Tajrid adalah kedudukan tidak terlalu terikat atau tidak menghiraukan dunia, sedangkan asbab adalah kedudukan yang masih terikat dengan dunia (sebab-akibat).

Ilustrasi mudahnya, seorang yang mencurahkan hidupnya sebagai dosen, guru, ulama, da'i mungkin cukup berpuas dengan penghasilan materi yang tidak terlalu luas (jika itu konsekuensinya), perhatian mereka adalah ilmu dan penyebarannya di dunia. Mereka berada dalam kedudukan tajrid. Sedangkan kebanyakan kita, masih terikat dengan sebab-akibat di dunia karena amanah punya anak istri, orangtua yang wajib dinafkahi, atau punya hutang , atau karena menjalankan fardhu kifayah profesi-profesi kemaslahatan yang tidak baik jika ditinggalkan oleh semua muslim. Golongan ini yang berada di kedudukan asbab.
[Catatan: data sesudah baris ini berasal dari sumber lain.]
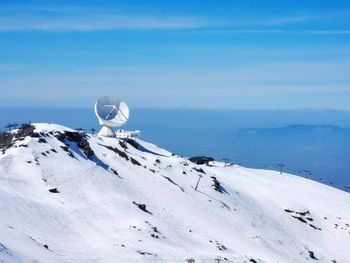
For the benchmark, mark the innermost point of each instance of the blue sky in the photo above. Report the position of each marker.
(176, 54)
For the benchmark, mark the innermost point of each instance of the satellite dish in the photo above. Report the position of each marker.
(111, 113)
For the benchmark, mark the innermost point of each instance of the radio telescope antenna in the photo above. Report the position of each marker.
(111, 113)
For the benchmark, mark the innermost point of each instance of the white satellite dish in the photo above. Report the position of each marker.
(111, 113)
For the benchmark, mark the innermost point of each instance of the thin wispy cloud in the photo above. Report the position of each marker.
(88, 19)
(12, 67)
(267, 31)
(29, 18)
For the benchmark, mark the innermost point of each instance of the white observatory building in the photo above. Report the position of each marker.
(113, 113)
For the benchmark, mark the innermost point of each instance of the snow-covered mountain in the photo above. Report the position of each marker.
(71, 197)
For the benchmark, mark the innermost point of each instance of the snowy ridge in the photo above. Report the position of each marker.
(68, 197)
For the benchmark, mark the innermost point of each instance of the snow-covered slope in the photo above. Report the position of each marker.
(65, 197)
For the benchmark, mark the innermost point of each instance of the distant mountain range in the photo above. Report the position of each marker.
(68, 196)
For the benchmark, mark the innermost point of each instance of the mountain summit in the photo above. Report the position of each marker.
(67, 196)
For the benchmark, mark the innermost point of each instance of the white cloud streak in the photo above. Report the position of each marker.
(82, 19)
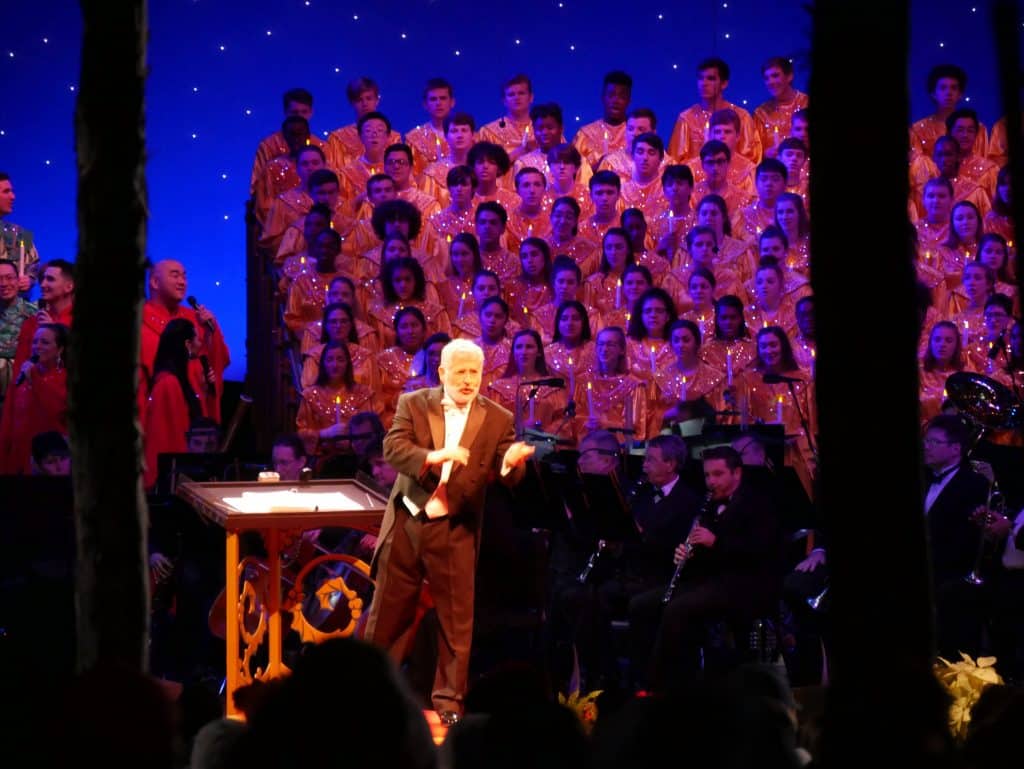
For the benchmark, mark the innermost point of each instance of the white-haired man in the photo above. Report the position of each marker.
(448, 443)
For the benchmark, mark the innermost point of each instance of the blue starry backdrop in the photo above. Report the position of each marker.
(218, 69)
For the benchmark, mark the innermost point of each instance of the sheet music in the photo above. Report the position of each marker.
(292, 501)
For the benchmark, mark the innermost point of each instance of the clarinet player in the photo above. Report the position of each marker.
(732, 572)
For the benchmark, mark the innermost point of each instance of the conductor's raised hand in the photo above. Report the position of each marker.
(459, 455)
(518, 453)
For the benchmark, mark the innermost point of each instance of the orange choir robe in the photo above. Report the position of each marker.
(366, 333)
(396, 368)
(645, 196)
(429, 145)
(279, 177)
(343, 145)
(750, 221)
(774, 121)
(155, 319)
(165, 425)
(322, 407)
(545, 413)
(690, 133)
(270, 147)
(718, 352)
(597, 139)
(364, 366)
(521, 226)
(383, 315)
(616, 400)
(38, 404)
(673, 387)
(586, 254)
(932, 391)
(496, 359)
(926, 131)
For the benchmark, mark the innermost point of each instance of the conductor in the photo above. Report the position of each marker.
(448, 443)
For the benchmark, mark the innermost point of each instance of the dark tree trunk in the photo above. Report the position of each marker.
(885, 703)
(110, 507)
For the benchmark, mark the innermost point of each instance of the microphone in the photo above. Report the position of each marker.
(207, 371)
(779, 379)
(195, 305)
(998, 344)
(20, 377)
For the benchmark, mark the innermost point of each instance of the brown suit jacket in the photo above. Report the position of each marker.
(419, 428)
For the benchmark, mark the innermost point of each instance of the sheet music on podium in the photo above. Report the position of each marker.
(292, 501)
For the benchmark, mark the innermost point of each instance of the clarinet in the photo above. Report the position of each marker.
(687, 550)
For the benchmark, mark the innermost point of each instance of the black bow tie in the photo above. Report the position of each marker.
(935, 477)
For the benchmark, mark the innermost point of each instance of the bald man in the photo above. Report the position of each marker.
(168, 286)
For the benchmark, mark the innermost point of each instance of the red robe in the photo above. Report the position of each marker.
(24, 350)
(167, 420)
(36, 406)
(155, 319)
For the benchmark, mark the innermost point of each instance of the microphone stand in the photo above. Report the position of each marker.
(803, 419)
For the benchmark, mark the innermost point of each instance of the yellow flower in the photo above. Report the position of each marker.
(584, 707)
(965, 681)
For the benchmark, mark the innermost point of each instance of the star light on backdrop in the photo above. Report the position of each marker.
(233, 69)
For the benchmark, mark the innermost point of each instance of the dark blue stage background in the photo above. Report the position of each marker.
(218, 70)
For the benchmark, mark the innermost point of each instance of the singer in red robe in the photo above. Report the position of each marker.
(37, 400)
(168, 285)
(172, 403)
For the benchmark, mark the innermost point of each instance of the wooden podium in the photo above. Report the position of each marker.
(280, 511)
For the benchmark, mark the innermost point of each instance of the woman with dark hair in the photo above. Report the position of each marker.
(402, 285)
(610, 397)
(687, 379)
(647, 347)
(605, 286)
(732, 252)
(999, 219)
(731, 349)
(564, 238)
(759, 397)
(531, 288)
(570, 353)
(943, 356)
(397, 364)
(456, 291)
(494, 339)
(328, 404)
(339, 326)
(426, 362)
(566, 286)
(636, 281)
(172, 403)
(37, 398)
(342, 291)
(546, 411)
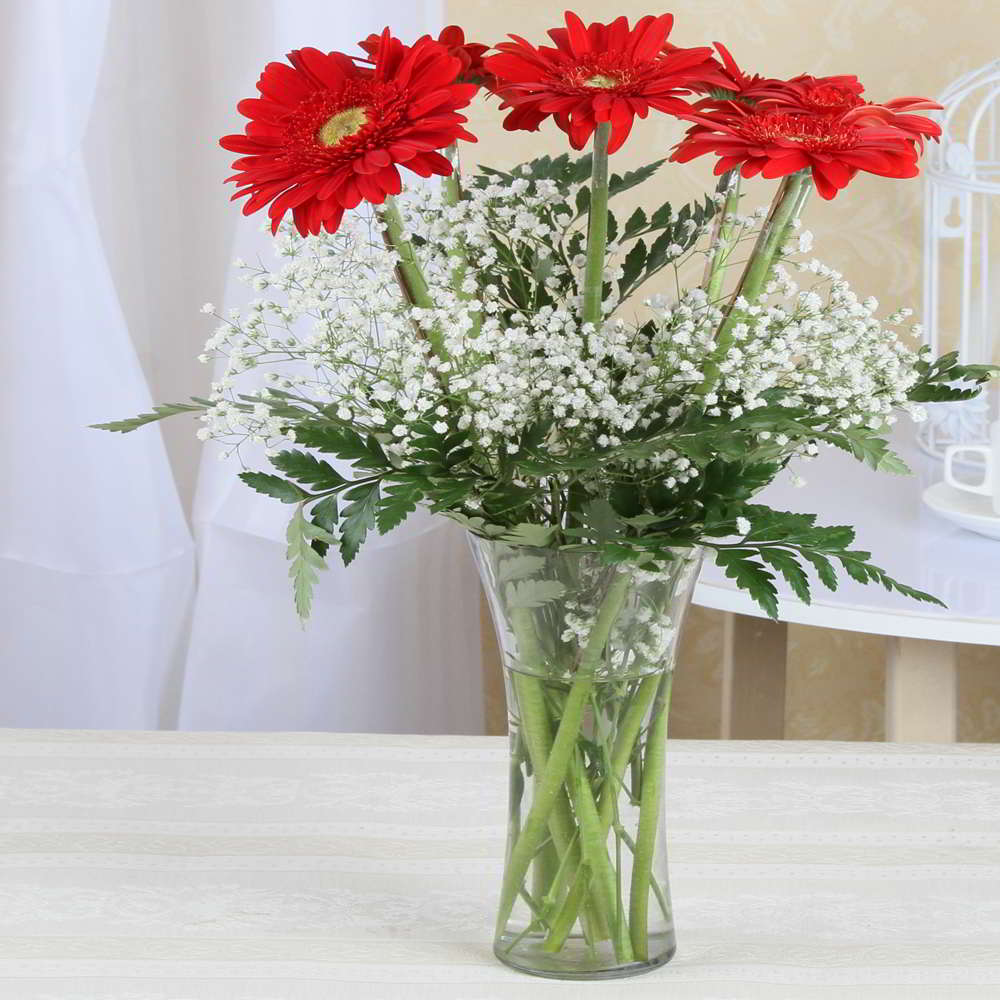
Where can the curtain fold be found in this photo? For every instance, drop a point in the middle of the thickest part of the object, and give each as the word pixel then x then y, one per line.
pixel 96 561
pixel 115 227
pixel 393 644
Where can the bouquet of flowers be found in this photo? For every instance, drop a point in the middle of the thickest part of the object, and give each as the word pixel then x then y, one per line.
pixel 474 346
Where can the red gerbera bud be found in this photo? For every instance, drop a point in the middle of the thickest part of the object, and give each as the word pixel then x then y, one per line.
pixel 776 143
pixel 841 96
pixel 326 134
pixel 726 81
pixel 602 73
pixel 470 54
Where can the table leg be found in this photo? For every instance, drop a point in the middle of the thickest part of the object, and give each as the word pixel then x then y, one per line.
pixel 753 678
pixel 921 691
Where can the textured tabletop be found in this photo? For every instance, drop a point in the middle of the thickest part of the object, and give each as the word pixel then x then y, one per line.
pixel 164 866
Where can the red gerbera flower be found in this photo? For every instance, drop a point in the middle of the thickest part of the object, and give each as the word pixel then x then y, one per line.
pixel 604 73
pixel 841 96
pixel 776 143
pixel 326 134
pixel 453 39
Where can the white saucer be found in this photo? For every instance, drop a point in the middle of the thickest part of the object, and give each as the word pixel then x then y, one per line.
pixel 972 511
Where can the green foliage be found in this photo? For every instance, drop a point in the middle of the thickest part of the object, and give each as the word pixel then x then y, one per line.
pixel 398 501
pixel 158 413
pixel 357 519
pixel 306 468
pixel 274 486
pixel 944 380
pixel 342 441
pixel 304 562
pixel 782 541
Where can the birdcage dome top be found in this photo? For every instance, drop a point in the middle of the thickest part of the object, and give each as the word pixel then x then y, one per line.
pixel 968 156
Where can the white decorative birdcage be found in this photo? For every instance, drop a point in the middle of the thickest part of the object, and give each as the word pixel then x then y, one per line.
pixel 961 215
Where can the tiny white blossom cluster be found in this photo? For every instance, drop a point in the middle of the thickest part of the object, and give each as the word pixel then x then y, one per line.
pixel 330 334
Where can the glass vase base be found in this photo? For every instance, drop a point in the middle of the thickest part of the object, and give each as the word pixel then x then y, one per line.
pixel 527 956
Ibnu Athaillah mengingatkan, bagi mereka yang berada di kedudukan asbab, alih-alih beralasan demi pengabdian dan mengabdikan diri pada kepentingan akhirat, ternyata kenginan mereka untuk lari dari gelanggang pada hakikatnya adalah nafsu yang tersamar (syahwatul khafiyah). Yaitu nafsu untuk memilih yang disenangi dirinya saja, meskipun Allah memilihkan yang lain baginya.

Pertanyaannya, bagaimana kita tahu ditakdirkan Allah pada kedudukan tajrid atau asbab? Jawabnya adalah dengan ilmu, dan hidayah. Ilmu misalnya dengan memikirkan berbagai macam faktor seperti tanggungjawab dan potensi, sedangkan hidayah misalnya dengan berdoa dan shalat istikharah jika masih diberi kesempatan untuk memilih. Wallahu a'lam.

Bagaimana jika penghidupan yang sekarang ternyata bukan passionnya dan rasanya sulit beralih ke passion yang sebenarnya? Passion kadang overvalued, bukan passion bukan alasan untuk tidak berprestasi. Ada value-value lain selain passion, misalnya achievement, responsibility, integrity, semangat sebagai representasi muslim dll. Tentu karena passion itu seperti cinta, passion juga bisa direkayasa, bisa ditumbuhkan pelan-pelan, dan bisa diminta pada yang menggenggam hati: Allah SWT.